The physical repair is a simple enough one. But the heartache will take longer to fix.
Jenny Pitt-Clark says her family is hurt and upset after a bronze plaque was stolen from a bench at Oakville's Lakeside Park dedicated to the memory of her late father. Jack Pitt chose the spot overlooking the harbour before his death in 2001. Along with Pitt's name and the years he lived was a simple message: "He loved this park".
Pitt-Clark explains her dad spent a lot of time there sailing and running. It's where her parents' love story unfolded.
"When he met my mother he took her to Lakeside Park on their first date," Pitt-Clark tells NEWSTALK 1010's Moore in the Morning. "They fell in love there. And then he proposed to her in Lakeside Park."
Pitt-Clark says the bench has become a place for members of her family to go, reflect and to "be with" her dad.
Then on Monday, the 16th anniversary of her father's death, Pitt-Clark's mother got a call from town officials telling her that her husband's plaque had been stolen. It is one of 16 similar memorial markers believed to have been snatched in Oakville in recent days.
Pitt-Clark suspects the plaque was stolen to be sold as scrap metal.
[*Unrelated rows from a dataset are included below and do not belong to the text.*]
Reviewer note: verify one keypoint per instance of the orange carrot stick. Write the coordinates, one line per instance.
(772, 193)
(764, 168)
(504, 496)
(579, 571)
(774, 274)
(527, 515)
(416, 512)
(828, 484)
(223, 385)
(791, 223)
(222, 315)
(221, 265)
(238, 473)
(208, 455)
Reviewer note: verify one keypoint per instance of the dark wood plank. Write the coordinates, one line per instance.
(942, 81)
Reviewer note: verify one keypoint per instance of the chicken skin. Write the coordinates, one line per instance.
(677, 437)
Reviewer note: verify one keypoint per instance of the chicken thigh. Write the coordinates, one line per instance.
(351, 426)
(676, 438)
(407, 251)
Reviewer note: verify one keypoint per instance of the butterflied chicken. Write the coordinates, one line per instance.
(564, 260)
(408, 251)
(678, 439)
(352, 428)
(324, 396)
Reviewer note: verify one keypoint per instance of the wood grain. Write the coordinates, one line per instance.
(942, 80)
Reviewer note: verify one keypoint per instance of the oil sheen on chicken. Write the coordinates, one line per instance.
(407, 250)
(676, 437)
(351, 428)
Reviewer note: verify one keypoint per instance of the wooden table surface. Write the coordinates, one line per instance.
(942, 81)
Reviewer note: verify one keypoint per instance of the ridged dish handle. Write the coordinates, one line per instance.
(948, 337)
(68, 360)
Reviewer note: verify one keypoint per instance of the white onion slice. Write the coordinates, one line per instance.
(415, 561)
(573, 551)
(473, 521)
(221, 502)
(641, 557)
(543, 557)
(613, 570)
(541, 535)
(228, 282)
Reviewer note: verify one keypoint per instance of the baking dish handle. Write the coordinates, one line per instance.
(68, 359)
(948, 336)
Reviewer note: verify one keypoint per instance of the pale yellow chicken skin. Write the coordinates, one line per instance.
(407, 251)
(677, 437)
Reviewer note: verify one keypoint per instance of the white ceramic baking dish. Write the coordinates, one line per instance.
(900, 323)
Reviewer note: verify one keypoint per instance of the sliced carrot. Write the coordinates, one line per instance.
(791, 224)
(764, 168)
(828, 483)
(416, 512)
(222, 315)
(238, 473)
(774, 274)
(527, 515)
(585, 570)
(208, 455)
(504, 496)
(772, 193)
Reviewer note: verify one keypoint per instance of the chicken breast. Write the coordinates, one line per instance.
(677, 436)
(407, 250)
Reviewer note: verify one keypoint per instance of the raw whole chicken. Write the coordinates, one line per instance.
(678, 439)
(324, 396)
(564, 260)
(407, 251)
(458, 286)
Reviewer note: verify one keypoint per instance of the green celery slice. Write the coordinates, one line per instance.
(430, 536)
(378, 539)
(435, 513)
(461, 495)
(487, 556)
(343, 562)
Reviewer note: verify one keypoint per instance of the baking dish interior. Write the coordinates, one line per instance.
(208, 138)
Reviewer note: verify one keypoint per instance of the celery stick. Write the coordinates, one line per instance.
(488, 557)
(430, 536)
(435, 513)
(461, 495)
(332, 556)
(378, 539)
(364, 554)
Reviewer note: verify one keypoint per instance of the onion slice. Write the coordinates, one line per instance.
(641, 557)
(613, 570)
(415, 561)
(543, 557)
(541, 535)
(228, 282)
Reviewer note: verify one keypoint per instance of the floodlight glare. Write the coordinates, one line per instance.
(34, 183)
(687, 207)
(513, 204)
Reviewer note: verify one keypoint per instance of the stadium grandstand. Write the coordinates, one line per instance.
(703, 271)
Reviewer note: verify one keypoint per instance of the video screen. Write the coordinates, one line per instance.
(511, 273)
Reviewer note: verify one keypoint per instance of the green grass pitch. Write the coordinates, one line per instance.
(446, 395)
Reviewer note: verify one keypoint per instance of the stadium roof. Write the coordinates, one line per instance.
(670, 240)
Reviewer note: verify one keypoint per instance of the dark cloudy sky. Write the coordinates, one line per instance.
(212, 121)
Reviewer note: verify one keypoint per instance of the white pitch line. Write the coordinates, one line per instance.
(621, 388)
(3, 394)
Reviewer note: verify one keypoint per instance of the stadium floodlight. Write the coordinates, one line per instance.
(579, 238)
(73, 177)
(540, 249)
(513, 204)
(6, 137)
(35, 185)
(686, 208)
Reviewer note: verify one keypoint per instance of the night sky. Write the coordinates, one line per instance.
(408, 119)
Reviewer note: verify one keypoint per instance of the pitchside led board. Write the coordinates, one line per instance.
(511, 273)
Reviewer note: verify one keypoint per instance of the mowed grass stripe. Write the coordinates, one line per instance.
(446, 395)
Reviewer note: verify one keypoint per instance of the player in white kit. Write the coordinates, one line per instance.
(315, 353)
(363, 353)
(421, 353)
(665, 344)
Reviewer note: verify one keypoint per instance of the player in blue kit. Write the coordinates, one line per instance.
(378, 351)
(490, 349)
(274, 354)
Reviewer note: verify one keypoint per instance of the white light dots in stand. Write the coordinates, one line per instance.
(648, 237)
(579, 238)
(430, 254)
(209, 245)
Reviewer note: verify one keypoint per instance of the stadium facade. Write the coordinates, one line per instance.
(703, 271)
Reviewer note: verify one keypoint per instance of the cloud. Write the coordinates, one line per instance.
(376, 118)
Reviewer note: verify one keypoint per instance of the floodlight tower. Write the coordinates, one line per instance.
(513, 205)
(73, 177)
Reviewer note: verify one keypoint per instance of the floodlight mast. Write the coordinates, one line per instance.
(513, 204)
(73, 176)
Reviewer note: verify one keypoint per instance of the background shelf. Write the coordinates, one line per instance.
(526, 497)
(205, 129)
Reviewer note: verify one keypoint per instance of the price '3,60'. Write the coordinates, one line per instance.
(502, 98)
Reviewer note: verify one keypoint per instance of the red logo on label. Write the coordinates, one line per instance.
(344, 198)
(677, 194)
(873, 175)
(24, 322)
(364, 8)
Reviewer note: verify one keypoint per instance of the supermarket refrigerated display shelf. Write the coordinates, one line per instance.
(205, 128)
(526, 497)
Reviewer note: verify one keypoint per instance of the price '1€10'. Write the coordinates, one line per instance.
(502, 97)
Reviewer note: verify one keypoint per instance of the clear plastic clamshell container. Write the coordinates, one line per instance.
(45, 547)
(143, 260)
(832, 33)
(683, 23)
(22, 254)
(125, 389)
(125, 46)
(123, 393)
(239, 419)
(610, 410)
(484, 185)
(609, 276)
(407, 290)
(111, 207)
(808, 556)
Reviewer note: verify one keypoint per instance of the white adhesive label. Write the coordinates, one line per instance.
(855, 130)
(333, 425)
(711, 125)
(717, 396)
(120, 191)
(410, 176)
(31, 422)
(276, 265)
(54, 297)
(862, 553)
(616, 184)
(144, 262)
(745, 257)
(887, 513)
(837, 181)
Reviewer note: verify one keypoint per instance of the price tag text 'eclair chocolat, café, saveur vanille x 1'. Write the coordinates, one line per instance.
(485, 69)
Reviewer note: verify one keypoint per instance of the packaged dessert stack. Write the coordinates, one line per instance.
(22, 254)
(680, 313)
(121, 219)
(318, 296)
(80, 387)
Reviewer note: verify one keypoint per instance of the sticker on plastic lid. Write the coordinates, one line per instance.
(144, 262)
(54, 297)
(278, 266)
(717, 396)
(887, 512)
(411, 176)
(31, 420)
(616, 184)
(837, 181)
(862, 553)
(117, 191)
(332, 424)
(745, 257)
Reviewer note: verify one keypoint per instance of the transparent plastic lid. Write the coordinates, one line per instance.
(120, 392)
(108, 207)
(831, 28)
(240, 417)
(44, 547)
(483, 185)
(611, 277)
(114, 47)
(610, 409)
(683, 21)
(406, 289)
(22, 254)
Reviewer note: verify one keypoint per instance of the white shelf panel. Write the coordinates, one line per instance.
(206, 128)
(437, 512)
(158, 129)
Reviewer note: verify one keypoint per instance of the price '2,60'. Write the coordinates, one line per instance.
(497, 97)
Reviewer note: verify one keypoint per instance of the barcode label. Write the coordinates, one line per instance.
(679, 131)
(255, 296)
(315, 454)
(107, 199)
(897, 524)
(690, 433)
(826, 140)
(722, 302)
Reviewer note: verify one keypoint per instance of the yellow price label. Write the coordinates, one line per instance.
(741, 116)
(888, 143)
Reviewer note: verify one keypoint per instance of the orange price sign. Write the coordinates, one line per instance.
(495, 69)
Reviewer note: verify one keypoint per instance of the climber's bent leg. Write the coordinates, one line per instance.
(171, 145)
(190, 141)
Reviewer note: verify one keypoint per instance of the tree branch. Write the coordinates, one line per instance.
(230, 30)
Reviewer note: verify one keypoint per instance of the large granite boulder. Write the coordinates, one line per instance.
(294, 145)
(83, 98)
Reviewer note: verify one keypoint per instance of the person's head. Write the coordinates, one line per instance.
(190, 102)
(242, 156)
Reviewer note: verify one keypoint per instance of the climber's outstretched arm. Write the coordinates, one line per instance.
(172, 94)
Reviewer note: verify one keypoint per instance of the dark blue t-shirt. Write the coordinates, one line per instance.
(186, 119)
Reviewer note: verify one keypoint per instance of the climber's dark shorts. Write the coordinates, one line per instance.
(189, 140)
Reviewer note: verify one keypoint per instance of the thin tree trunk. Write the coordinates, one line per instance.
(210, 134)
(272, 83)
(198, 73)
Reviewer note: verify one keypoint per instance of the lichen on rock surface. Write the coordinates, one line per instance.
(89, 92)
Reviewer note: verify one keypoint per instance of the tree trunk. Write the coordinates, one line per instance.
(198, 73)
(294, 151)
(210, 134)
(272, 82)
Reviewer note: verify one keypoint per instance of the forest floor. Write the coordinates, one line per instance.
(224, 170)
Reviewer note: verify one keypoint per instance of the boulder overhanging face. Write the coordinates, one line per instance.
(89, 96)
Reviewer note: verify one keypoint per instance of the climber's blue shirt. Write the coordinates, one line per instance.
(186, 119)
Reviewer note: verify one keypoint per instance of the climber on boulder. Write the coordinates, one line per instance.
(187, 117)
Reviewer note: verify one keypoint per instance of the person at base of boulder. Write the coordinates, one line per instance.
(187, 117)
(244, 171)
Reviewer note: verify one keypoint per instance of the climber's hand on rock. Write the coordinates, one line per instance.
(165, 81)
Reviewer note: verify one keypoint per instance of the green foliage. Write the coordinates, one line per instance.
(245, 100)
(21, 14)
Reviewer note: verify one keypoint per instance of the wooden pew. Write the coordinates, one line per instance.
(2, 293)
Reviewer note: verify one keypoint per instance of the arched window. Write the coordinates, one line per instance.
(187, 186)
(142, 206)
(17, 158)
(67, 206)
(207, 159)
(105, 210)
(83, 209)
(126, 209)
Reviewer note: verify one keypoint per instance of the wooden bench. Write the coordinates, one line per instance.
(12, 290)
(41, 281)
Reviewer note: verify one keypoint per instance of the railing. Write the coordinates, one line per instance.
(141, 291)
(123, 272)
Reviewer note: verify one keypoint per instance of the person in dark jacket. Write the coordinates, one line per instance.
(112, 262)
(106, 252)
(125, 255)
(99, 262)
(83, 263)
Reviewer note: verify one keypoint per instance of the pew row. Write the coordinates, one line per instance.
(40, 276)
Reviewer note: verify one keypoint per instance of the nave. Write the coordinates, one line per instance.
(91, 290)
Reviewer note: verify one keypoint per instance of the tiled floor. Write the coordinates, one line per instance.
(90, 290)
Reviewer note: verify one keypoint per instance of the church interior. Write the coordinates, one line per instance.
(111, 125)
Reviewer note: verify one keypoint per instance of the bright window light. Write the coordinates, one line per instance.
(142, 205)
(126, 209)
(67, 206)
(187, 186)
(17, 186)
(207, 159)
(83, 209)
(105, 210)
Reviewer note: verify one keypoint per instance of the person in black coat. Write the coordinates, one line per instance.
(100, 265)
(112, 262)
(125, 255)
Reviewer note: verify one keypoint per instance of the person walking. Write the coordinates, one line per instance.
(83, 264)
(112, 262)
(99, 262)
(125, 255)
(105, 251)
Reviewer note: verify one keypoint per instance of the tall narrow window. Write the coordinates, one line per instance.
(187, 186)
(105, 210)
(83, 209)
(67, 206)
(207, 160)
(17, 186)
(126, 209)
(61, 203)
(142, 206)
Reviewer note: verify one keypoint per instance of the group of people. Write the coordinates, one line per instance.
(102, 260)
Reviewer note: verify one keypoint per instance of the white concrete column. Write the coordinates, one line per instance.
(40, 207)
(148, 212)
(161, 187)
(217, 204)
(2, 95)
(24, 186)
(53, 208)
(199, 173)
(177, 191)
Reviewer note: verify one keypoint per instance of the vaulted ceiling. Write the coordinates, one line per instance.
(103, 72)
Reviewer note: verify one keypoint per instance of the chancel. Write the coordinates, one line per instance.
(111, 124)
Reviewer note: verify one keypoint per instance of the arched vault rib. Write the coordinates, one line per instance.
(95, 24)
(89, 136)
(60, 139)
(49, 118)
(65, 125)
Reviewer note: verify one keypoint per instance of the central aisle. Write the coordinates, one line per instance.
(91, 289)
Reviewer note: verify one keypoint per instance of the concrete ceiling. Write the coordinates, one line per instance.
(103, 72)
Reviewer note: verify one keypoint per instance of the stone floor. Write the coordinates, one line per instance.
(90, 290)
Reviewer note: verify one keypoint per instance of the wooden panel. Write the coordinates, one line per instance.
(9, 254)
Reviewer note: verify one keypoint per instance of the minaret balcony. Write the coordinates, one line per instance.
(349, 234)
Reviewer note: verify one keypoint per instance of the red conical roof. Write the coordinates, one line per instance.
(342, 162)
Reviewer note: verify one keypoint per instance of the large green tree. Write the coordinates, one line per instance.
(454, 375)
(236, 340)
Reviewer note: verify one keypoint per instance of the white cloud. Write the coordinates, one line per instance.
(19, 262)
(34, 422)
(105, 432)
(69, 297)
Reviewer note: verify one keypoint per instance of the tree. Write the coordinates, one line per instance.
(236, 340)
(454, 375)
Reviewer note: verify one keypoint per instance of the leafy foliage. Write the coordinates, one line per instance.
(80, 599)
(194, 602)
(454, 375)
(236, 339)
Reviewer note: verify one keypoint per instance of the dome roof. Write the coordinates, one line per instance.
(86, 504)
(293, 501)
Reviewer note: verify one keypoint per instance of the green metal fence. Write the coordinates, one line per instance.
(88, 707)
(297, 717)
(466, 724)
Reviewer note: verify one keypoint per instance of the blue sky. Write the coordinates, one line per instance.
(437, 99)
She cannot understand why a dealer would accept a box of memorial plaques without calling the police.
She hopes to use the negative experience to increase regulation on the industry.
But David Kaplan who runs Combined Metal Industries, a network of scrap dealerships tells NEWSTALK 1010 his business faces many restrictions.
He wonders if plaques like the one dedicated to Jack Pitt might have been mixed in with a larger load, making them difficult to detect. Kaplan puts the price of bronze at $2.40/lb.